As for centre-midfielder, he was exclusively used at Ibrox in a sitting role, where his hunger for second balls and willingness to put his body on the line make him a certifiable asset.
It was hard luck that Gerrard soured on this particular sort of midfielder between his first and second season as Rangers boss, going from deploying spoilers like McCrorie or Lassana Coulibaly to instead utilising playmakers in Steven Davis, Ryan Jack or Glen Kamara; guys who were tasked with starting moves more than ending them. This perhaps explains why McCrorie's long-term prospects in Glasgow suddenly dried up.
Ian McCall, his former manager during a loan spell at Ayr United, believes there's a chance his future belongs as a box-to-box type. He told The Athletic in April: "I think he can play that sitting role but we believed he could get forward and get in the box. I’m not talking once or twice a game — I’m talking seven or eight times a game. He was so quick and had such great endurance to get up and down the pitch."
It is not, however, a role he has had much experience playing. Besides, Aberdeen are absolutely loaded at the centre-midfield position, with Funso Ojo, Dylan McGeouch, Craig Bryson, Lewis Ferguson and academy-graduate Dean Campbell all first-team squad regulars.
Plenty of time
McCrorie's desire to play over 40 times a season precipitated his loan deal at Portsmouth last campaign and it appears that it will seal his permanent exit from Ibrox.
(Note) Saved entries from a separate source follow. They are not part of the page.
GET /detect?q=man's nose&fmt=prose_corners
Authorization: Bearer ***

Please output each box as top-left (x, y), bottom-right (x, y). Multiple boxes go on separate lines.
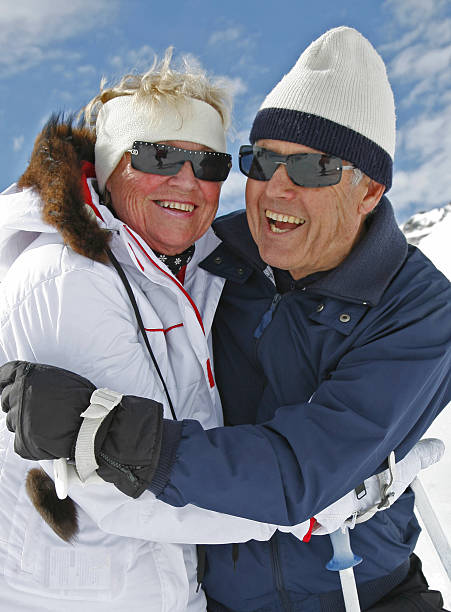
top-left (265, 164), bottom-right (297, 199)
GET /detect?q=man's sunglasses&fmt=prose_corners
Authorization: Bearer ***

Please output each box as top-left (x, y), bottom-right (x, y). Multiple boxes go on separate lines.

While being allowed to leave by your boyhood heroes would undoubtedly a blow to any footballer's confidence, there is a lengthy list of players who've left either Celtic or Rangers and still gone on to have a stellar career and, at this moment in time, there's still a general perception with McCrorie that he still has the ability to go on, represent his country and play at the highest level.
Just about every coach he's had has spoken publicly of their appreciation of the man as much as the player. He's a tremendously hard-worker who stays grounded and relishes every opportunity he's given.
Hopefully at Aberdeen those opportunities are provided on a weekly basis — and preferably in one set position.